Bien sûr, dans un mémoire psychologiquement aussi borné que Born to Run , le tournage est aussi considéré comme défensif pour les besoins émotionnels de Springsteen, l'aidant à éviter sa dépression et évitant la possibilité d'une intimité stable et romantique qu'il craignait tous les deux. Dans sa vie publique, il était en sécurité, mais dans sa vie privée, il était seul, peu sûr et déconnecté. Il craignait l'intimité avec une femme à cause de la croyance qu'il ne méritait pas, craignant de lourdes responsabilités et craignant secrètement un rejet inévitable. La «route» lui a fourni l'illusion de l'intimité sans risque. Springsteen est dur sur lui-même et ne nous laisse pas, ses fans, quand il dit: «Pendant le spectacle, aussi bon soit-il, aussi réel que soient les émotions, comme étant physiquement émouvant et avec espoir inspirant comme je travaille pour le faire, c'est de la fiction, du théâtre, une création; ce n'est pas la réalité … .Et à la fin de la journée, la vie l'emporte sur l'art … Toujours. "Performant, pour Springsteen a exprimé ses véritables sentiments d'exultation mais était aussi une couverture, fournissant un détachement transitoire et une opportunité pour un quotidien réinvention de lui-même.

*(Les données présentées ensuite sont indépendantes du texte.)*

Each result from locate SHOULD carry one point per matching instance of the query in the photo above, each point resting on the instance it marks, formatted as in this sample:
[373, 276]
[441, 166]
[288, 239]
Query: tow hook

En fin de compte, la psychothérapie et les antidépresseurs ne suffisaient pas pour réparer ce qui souffrait Bruce Springsteen. C'est l'amour qui a fait cela, l'amour insistant et indulgent de Patti Scialfa, sa femme de presque 25 ans, et leurs trois enfants – Evan, Jessica et Sam. Springsteen a été contraint d'endurer la vulnérabilité de guérison mais douloureuse de l'amour, dont la présence, il admet, "honte votre manque de foi tout en pleuvoir la lumière sur le bien que vous avez créé."

Born to Run est la tentative de Springsteen de raconter l'histoire de son art, mais c'est une histoire imprégnée d'un récit complexe sur sa vie réelle. C'est une histoire extraordinairement honnête et sensible à propos de quelqu'un qui a laissé sa marque dans la musique, la politique et la vie de tant de ses fans. Il est écrit avec un beau lyrisme et un drame narratif (s'il est parfois un peu gêné). Dans l'histoire de sa vie, Springsteen souligne le pouvoir de guérison de l'amour, le besoin d'une maison sécurisée et la valeur de faire face à ses démons pour jouir de la vraie liberté. Il nous aide à voir que nos actes politiques ont des conséquences privées et que nos actes les plus personnels ont une dimension politique. Il est l'héritier de Woody Guthrie et Pete Seeger en tant que compositeur qui nous rend compte de ce que nous faisons – ou ne faisons pas – pour défendre ceux qui sont moins chanceux que nous et contre ceux qui nous emmènent dans ce qui ressemble souvent comme un nouvel âge doré.

Springsteen réussit dans son intention. Dans ses propres mots:

"Je me suis battu toute ma vie, j'ai étudié, joué, travaillé, parce que je voulais entendre et connaître toute l'histoire, et en comprendre autant que possible. Je voulais comprendre pour me libérer de ses influences les plus préjudiciables, de ses forces malveillantes, pour célébrer et honorer sa beauté, son pouvoir, et pouvoir le raconter à mes amis, ma famille et à vous.

Les lecteurs verront qu'il le dit extrêmement bien.